Мне становится так грустно, словно я внезапно понимаю, что оказался на сцене и играю в пьесе, но совершенно к этому не готов, и мои попытки объявить об этом кажутся зрителям репликами.
— Но знаешь, — говорит мой бог, указывая наверх, и я вижу, как над нами пролетает вниз звезда. — Что это?
Я пожимаю плечами.
— Чудо рождения. Я отчуждаю кусок себя. Какой-то части меня больше нет, но она придет ко мне лет этак через семьдесят-восемьдесят. Ты думаешь, твой отец несчастен, вернувшись домой?
— Я думаю, он хотел бы быть с нами.
— Это ты несчастен без него, Марциан. Смерть нельзя изменить. В мире нет ничего вечного. Пойди история по-другому, как мы говорили, все равно погибло бы столько же людей, может, в иной катастрофе. Люди умирают.
— Народ моей подруги вечен.
Он приподнимается, опирается на локоть с детским любопытством смотрит на меня.
— Народ твоей подруги обманут. Они не живут вечно, времени просто сложнее их убить. Но однажды оно убивает всех. Твоя подруга, может, не умрет от старости или свалившись с десятого этажа, однако она, как и все в мире, принципиально уничтожима. Все, что реально — рассыпается. Но ты, ты, Марциан, как и твоя мать, хочешь то, что никогда не покинет тебя. Ты хочешь отыграть его назад.
Я протягиваю руку к звезде, которая есть папа, и она отзывается холодным звоном, но мой бог бьет меня по руке.
— Ну-ну! Это не вежливо.
Все, что папа есть, его стремления, страхи, любовь, воспоминания, привычки и движения, любимые книги и фильмы, талант к военному делу, серьезное выражение лица, страшные сны, почерк, все хранится здесь, в этом сгустке света посреди его небесного дома.

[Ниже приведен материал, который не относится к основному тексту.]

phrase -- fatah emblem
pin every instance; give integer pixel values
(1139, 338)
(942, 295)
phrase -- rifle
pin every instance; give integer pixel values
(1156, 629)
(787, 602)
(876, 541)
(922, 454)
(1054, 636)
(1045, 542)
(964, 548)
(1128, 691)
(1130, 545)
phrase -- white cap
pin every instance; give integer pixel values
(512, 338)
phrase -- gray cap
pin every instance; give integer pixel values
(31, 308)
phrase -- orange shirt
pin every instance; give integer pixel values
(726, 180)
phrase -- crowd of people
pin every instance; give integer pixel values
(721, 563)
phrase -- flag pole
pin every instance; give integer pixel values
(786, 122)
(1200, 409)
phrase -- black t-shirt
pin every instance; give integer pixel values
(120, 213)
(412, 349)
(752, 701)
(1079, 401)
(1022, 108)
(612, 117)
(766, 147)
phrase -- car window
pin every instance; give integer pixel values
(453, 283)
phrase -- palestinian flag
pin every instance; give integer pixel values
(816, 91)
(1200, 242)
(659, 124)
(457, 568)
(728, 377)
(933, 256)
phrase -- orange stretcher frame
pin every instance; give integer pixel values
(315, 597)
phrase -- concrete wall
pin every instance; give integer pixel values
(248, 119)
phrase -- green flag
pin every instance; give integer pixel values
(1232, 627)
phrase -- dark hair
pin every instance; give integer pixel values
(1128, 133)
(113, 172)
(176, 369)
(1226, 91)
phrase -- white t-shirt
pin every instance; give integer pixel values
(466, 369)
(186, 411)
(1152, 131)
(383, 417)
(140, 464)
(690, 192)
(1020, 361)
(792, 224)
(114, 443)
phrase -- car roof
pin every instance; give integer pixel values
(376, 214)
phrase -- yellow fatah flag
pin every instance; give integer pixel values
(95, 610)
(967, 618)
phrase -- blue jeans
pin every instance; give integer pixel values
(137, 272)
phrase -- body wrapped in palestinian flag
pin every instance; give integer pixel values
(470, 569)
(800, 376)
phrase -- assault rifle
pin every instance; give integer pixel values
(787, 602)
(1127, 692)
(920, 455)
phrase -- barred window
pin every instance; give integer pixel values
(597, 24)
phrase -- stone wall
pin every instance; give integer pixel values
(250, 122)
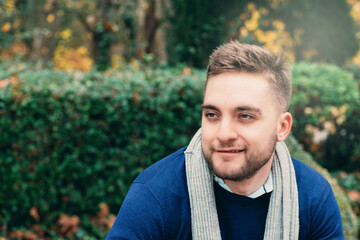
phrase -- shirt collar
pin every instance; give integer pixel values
(266, 188)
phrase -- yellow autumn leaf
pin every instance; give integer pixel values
(66, 34)
(6, 27)
(50, 18)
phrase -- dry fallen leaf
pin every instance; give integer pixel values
(34, 213)
(68, 225)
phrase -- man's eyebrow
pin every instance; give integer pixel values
(248, 108)
(211, 107)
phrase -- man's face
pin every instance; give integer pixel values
(240, 123)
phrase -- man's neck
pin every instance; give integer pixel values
(249, 186)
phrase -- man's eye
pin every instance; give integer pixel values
(246, 116)
(210, 115)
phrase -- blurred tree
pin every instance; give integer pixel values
(197, 27)
(325, 26)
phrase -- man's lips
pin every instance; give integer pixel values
(229, 150)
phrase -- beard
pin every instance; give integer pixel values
(252, 164)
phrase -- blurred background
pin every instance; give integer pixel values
(93, 92)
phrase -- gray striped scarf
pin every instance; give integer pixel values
(282, 220)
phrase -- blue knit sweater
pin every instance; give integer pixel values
(157, 206)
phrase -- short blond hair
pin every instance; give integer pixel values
(236, 57)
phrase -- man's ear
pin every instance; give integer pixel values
(284, 127)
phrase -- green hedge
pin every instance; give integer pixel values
(71, 141)
(325, 106)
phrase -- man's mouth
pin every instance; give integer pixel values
(230, 151)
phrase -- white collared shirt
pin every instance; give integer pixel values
(266, 188)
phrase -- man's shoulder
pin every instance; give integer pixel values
(166, 168)
(307, 177)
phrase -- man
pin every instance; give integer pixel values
(236, 179)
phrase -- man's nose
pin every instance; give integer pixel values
(227, 131)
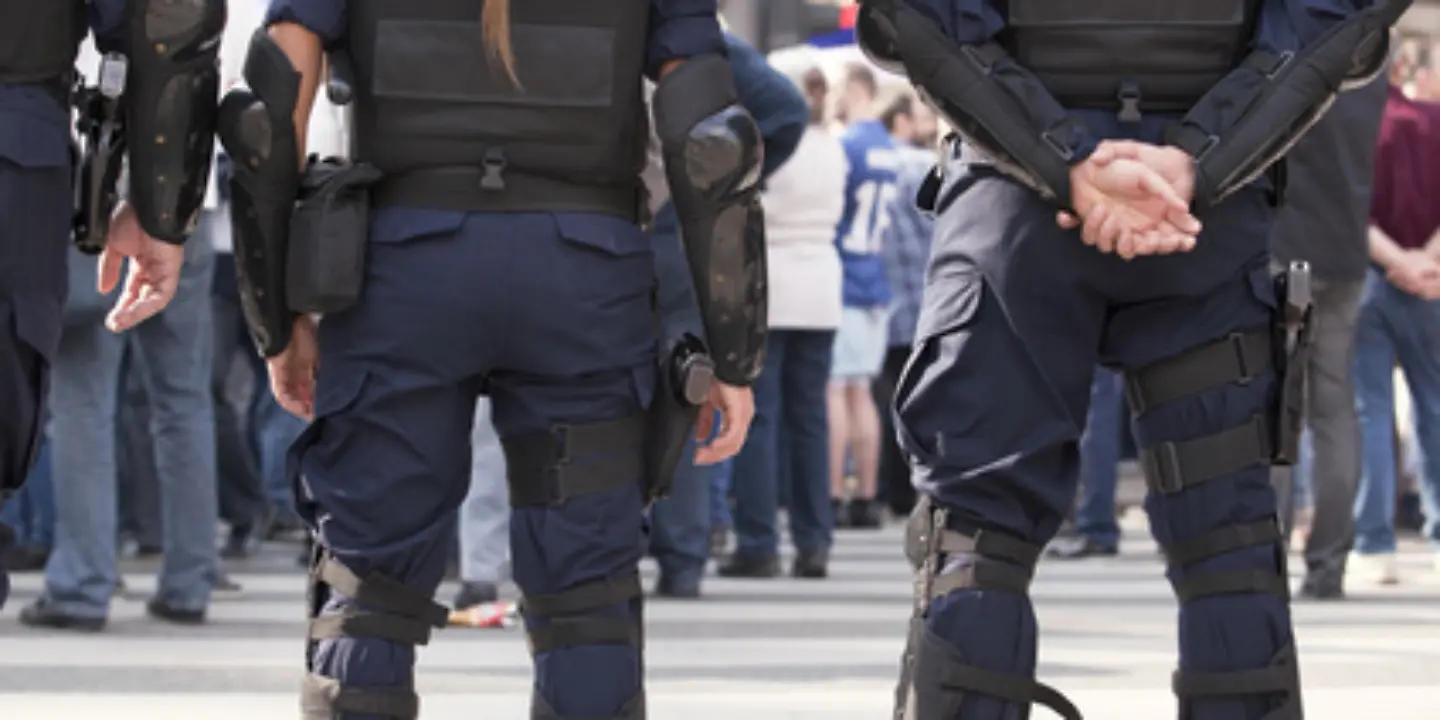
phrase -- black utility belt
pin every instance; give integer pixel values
(488, 190)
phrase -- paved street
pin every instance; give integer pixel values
(756, 650)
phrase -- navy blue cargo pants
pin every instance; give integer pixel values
(991, 406)
(35, 222)
(552, 316)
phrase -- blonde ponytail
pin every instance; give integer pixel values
(494, 23)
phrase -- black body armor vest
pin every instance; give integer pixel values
(39, 41)
(450, 128)
(1129, 55)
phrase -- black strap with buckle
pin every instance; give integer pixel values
(1234, 359)
(543, 471)
(1171, 467)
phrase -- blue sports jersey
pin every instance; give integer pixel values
(869, 190)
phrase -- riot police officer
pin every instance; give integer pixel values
(151, 49)
(1210, 95)
(504, 255)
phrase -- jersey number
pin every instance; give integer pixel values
(871, 218)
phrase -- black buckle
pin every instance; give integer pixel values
(1063, 150)
(494, 164)
(1129, 97)
(1162, 470)
(1237, 343)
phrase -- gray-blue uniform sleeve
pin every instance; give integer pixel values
(324, 18)
(681, 29)
(772, 100)
(1302, 54)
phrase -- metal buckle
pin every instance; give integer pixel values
(494, 166)
(560, 437)
(1162, 470)
(1064, 151)
(1129, 97)
(1237, 343)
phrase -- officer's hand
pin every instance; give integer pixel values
(736, 408)
(293, 370)
(154, 271)
(1417, 274)
(1129, 206)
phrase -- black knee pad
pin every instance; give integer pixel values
(933, 676)
(393, 612)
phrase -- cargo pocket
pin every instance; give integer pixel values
(936, 362)
(337, 396)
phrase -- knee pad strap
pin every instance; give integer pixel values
(1171, 467)
(932, 677)
(403, 615)
(540, 468)
(1236, 359)
(1282, 677)
(566, 624)
(323, 699)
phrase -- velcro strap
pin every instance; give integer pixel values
(359, 624)
(1223, 540)
(1237, 359)
(985, 575)
(585, 596)
(1010, 687)
(1231, 582)
(1279, 677)
(1171, 467)
(382, 594)
(540, 467)
(323, 697)
(568, 632)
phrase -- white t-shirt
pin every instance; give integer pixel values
(804, 200)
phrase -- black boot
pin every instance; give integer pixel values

— Даже Вселенная не вечна, — говорит мой бог. — Кажется, у меня началась метафизическая интоксикация.
— Я ничего не понимаю во всех этих штуках про время и смерть, — говорю я.
— И я ничего не понимаю. Я это ведь ты.
— Я просто хочу вернуть папу. Я за этим пришел.
— И ты будешь повторять это, пока мне не надоешь?